Avec sa réputation dans la capitale, il ne devrait pas être trop difficile pour elle de rallier les autres recrues sur cette affaire. Toutefois, le Longxi était la base de l'Armée de la Grande Ourse, et les conséquences d'une désobéissance aux ordres militaires ici pourraient s'avérer graves.
« Vous n'avez pas à vous en soucier. Si ce commandant souhaite vraiment poursuivre l'affaire, j'en assumerai la responsabilité », ricana légèrement Wang Chong, n'y accordant pas d'importance.
« Mais… » Zhao Yatong fronça les sourcils en protestant contre le plan de Wang Chong. Cependant, l'instant d'après, ses yeux se plissèrent et elle se tut.
C'était parce que Wang Chong venait de sortir un lourd jeton doré de sa ceinture.
« Tu as cela en ta possession ?! » Zhao Yatong fixa Wang Chong avec incrédulité. « Mais puisque tu l'as, ce ne sera pas un problème. Même ce commandant n'aura rien à dire. Très bien, alors tu n'as pas à te soucier du problème d'effectifs.
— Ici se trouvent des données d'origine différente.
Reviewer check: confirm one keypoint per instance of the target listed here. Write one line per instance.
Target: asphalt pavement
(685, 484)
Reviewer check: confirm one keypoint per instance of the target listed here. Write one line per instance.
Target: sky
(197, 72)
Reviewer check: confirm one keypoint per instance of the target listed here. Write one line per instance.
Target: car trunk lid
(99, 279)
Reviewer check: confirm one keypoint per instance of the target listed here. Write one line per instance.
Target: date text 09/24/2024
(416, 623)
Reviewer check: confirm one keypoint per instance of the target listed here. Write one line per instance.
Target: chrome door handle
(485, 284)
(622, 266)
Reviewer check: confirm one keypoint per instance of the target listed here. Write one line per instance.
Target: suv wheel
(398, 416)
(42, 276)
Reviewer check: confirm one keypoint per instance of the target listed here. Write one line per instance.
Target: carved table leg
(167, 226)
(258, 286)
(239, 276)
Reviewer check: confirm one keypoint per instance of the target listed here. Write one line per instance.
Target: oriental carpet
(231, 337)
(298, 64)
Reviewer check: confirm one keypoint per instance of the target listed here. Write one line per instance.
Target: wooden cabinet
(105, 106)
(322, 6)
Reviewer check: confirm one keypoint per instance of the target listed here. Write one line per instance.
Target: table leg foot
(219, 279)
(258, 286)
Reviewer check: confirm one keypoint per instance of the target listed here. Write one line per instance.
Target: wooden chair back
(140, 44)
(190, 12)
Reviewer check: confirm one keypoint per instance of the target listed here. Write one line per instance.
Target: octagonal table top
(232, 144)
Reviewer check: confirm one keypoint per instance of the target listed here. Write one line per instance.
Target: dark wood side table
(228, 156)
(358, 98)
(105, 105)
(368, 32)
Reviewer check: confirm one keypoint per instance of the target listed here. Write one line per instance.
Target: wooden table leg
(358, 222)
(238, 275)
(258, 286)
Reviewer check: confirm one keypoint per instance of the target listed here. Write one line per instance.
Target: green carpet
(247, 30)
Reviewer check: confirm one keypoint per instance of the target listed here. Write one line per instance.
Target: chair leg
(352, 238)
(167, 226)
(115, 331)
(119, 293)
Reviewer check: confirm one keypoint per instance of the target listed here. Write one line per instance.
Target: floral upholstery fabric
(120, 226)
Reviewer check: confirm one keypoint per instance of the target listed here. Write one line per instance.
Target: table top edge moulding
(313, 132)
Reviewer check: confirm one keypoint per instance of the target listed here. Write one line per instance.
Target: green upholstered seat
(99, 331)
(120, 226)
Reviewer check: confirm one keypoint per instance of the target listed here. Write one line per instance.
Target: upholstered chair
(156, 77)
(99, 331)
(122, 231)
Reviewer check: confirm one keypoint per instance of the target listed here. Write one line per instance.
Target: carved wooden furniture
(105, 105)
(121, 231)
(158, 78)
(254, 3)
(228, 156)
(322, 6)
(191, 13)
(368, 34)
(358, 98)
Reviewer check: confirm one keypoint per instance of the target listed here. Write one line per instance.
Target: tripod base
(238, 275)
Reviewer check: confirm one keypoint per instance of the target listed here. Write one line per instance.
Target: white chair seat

Ils n'hésiteront sûrement pas à offrir leur aide en sachant que tu possèdes un tel objet. »
« C'est bien », ricana Wang Chong en rattachant le jeton à sa ceinture.
Le jeton du roi de Song n'était pas là pour faire joli. Mis à part un simple commandant, même les généraux de l'Armée de la Grande Ourse devraient s'y incliner.
Après tout, outre son rôle de prince impérial du premier rang du Grand Tang, il était aussi le chef du Bureau du Personnel militaire du Grand Tang !
Depuis des années, c'était lui qui autorisait et faisait avancer les opérations et les déploiements dans le Grand Tang.
De plus, en tant que chef de la faction de l'Aigle, il possédait un prestige incroyable dans l'armée.
Même pour le Protectorat de l'Ouest de Go Seonji, les rations de son armée étaient principalement gérées par les hommes du roi de Song. Sous la direction du roi de Song, les protecteurs généraux et les généraux du Grand Tang n'avaient jamais à se soucier des approvisionnements et de telles questions diverses.
D'un autre côté, cela signifiait qu'ils dépendaient du roi de Song, ce qui lui conférait un grand pouvoir.
Si ce n'était par peur d'alarmer Geshu Han et de provoquer un conflit inutile, Wang Chong aurait pu simplement s'emparer du commandement et attaquer l'armée tibétaine selon ses propres plans.